Does It Work for Neighbour Noise?
This is where we need to be honest. Acoustic underlay is highly effective at reducing the impact noise that you generate — protecting your downstairs neighbours from your footsteps. If your upstairs neighbour installs acoustic underlay under their floor, your problem is largely solved.
However, if you're trying to reduce impact noise coming from above you by treating only your ceiling (without access to the floor above), acoustic underlay in your floor has no effect on that specific problem. In that case, a resilient bar ceiling system below is what you need.
For airborne noise (music, TV, voices) from neighbours, acoustic underlay provides limited benefit on its own — airborne sound reduction requires mass, and most underlays are relatively thin.
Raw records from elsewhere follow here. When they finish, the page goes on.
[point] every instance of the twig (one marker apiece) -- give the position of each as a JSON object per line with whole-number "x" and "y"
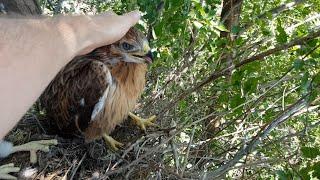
{"x": 296, "y": 107}
{"x": 218, "y": 74}
{"x": 188, "y": 151}
{"x": 77, "y": 167}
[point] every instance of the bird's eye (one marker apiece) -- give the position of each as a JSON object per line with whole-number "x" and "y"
{"x": 127, "y": 46}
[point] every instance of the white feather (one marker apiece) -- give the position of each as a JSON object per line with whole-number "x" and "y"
{"x": 108, "y": 92}
{"x": 6, "y": 148}
{"x": 99, "y": 106}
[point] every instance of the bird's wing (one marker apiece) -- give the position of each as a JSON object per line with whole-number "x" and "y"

For serious airborne noise problems, a higher-mass system is required.
Where Acoustic Underlay Excels
- New flat conversions — achieving Part E compliance (L'nT,w ≤ 62dB)
- Flats where you have access to the floor — protecting downstairs neighbours
- Homes with children — dramatically reducing footstep, running, and playing noise
- Open-plan spaces — LVT and engineered wood without underlay can sound hollow and noisy; acoustic underlay solves this completely
- Gym floors — preventing heavy equipment impact from transmitting through the building
The Installation Factor
Acoustic underlay only works as well as the installation allows. The most common performance killers are:
- Gaps between underlay sheets — sound travels through the path of least resistance
- Rigid connections at walls — the floor finish must be free-floating, with expansion gaps sealed with acoustic sealant, not foam
- Wrong underlay for the floor type — some underlays are not suitable for under-screed use (our 6mm rubber pro is specifically engineered for this)
Our Verdict
Acoustic underlay works — genuinely and measurably. For reducing impact noise from your floor, it's the single most cost-effective acoustic investment you can make. For a complete UK flat solution, combine our 6mm Recycled Rubber Pro (74dB) with a resilient bar ceiling below for a comprehensive, Part E-compliant result.
FAQs
Does acoustic underlay reduce TV noise from downstairs?
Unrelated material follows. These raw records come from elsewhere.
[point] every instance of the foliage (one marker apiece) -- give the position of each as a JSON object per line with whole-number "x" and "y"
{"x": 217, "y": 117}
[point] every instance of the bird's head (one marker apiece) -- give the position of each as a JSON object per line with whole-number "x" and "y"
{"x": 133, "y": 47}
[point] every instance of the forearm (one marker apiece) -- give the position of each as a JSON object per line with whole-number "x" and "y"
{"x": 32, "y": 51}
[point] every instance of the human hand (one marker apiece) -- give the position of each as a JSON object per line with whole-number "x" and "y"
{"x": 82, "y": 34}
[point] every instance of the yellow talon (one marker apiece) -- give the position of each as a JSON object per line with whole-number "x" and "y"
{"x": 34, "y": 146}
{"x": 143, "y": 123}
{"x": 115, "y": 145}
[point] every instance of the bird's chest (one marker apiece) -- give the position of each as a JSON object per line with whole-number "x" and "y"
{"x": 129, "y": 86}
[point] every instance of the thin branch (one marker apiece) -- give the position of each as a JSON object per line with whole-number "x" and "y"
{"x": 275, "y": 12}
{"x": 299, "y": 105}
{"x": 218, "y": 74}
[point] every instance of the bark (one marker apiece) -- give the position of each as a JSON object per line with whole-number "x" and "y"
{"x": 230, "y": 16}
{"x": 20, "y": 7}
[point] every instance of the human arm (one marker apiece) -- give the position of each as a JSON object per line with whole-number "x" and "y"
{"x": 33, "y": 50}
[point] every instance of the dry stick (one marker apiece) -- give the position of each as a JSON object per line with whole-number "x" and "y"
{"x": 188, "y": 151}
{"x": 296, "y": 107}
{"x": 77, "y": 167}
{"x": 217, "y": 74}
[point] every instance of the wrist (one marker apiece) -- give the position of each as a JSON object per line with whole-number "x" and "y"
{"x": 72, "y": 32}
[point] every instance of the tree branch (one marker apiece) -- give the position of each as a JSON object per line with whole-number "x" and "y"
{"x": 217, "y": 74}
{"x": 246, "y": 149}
Not significantly — TV noise is airborne, and most acoustic underlay is designed for impact noise. You need a higher-mass floor system (like AcoustiLay 8 with 58dB airborne rating) to meaningfully block airborne noise.
Is more expensive acoustic underlay worth it?
Yes — the difference between 3mm budget underlay (54dB) and our 6mm Pro (74dB) is 20dB, which is enormous in acoustic terms. For any flat, Part E project, or serious noise problem, the higher-spec product is worth the investment.
How do I know if my acoustic underlay is actually working?
Ask someone to walk on the floor while you listen from below. Compare before and after installation — the difference is usually immediately audible. For formal verification, commission an acoustic test (required for Building Regs notifiable works).